Gets all active/failed/finished runs

Example request:

GET /api/runs/ HTTP/1.1
Host: example.com
Accept: application/json, text/javascript

Example response:

HTTP/1.1 200 OK
Vary: Accept
Content-Type: text/javascript

[
  {
    "id": 1,
    "name": "Name of the run",
    "created_at": "2018-08-03T09:21:29.347960Z",
    "state": "STARTED",
    "job_id": "5ec9f286-e12d-41bc-886e-0174ef2bddae",
    "job_metadata": {...}
  },
  {
    "id": 2,
    "name": "Another run",
    "created_at": "2018-08-02T08:11:22.123456Z",
    "state": "FINISHED",
    "job_id": "add4de0f-9705-4618-93a1-00bbc8d9498e",
    "job_metadata": {...}
  },
]
Request Headers:
 
  • Accept – the response content type depends on Accept header
Response Headers:
 
Status Codes:
GET /api/runs/(int: run_id)/

Gets a run by id

Example request:

GET /api/runs/1/ HTTP/1.1
Host: example.com
Accept: application/json, text/javascript

Example response:

HTTP/1.1 200 OK
Vary: Accept
Content-Type: text/javascript

{
  "id": 1,
  "name": "Name of the run",
  "created_at": "2018-08-03T09:21:29.347960Z",
  "state": "STARTED",
  "job_id": "5ec9f286-e12d-41bc-886e-0174ef2bddae",
  "job_metadata": {...}
}

:run_id The id of the run

Request Headers:
 
  • Accept – the response content type depends on Accept header
Response Headers:
 
Status Codes:
POST /api/runs/

Starts a new Run

Example request:

POST /api/runs/ HTTP/1.1
Host: example.com
Accept: application/json, text/javascript
Request JSON Object:
 
  • name (string) – Name of the run
  • num_workers (int) – Number of worker nodes for the run
  • num_cpus (json) – Number of Cores utilized by each worker
  • max_bandwidth (json) – Maximum egress bandwidth in mbps for each worker

Example response:

HTTP/1.1 200 OK
Vary: Accept
Content-Type: text/javascript

{
  "id": 1,
  "name": "Name of the run",
  "created_at": "2018-08-03T09:21:29.347960Z",
  "state": "STARTED",
  "job_id": "5ec9f286-e12d-41bc-886e-0174ef2bddae",
  "job_metadata": {...}
}
Request Headers:
 
  • Accept – the response content type depends on Accept header
Response Headers:
 
Status Codes:

Worker

The worker image contains all the boilerplate code needed for a distributed ML model and as well as the actual model code.
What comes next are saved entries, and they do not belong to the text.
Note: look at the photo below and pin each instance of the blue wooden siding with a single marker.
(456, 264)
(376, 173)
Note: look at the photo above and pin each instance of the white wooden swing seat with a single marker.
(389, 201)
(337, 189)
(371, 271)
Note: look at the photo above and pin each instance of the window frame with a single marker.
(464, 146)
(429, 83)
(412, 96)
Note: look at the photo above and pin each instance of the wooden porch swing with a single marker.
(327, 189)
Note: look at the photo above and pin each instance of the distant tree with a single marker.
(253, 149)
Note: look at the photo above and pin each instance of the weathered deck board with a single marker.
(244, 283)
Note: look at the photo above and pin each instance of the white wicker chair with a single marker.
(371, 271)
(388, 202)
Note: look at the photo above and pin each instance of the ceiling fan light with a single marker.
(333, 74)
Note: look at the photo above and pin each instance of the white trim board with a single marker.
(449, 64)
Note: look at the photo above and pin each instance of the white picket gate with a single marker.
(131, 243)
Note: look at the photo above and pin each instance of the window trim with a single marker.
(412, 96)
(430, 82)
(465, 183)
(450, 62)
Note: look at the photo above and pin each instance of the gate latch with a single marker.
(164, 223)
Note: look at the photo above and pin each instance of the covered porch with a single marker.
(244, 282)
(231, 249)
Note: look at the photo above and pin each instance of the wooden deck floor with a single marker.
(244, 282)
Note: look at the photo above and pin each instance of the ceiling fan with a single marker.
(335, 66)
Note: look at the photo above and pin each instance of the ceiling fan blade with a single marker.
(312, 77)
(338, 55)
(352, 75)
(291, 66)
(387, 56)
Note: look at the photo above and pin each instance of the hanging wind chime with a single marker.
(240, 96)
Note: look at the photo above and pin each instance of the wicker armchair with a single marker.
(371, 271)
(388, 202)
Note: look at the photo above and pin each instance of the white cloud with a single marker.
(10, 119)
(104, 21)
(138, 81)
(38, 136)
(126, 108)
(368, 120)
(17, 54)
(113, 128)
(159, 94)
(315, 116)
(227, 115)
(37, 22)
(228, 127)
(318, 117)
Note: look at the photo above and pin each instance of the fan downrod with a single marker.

It takes care of training the distributed model, depending on the settings provided by the Master. So the Master informs the Worker nodes what experiment the user would like to run and they run the relevant code by themselves.

Worker nodes send status information to the metrics API of the Master to inform it of the progress and state of the current run.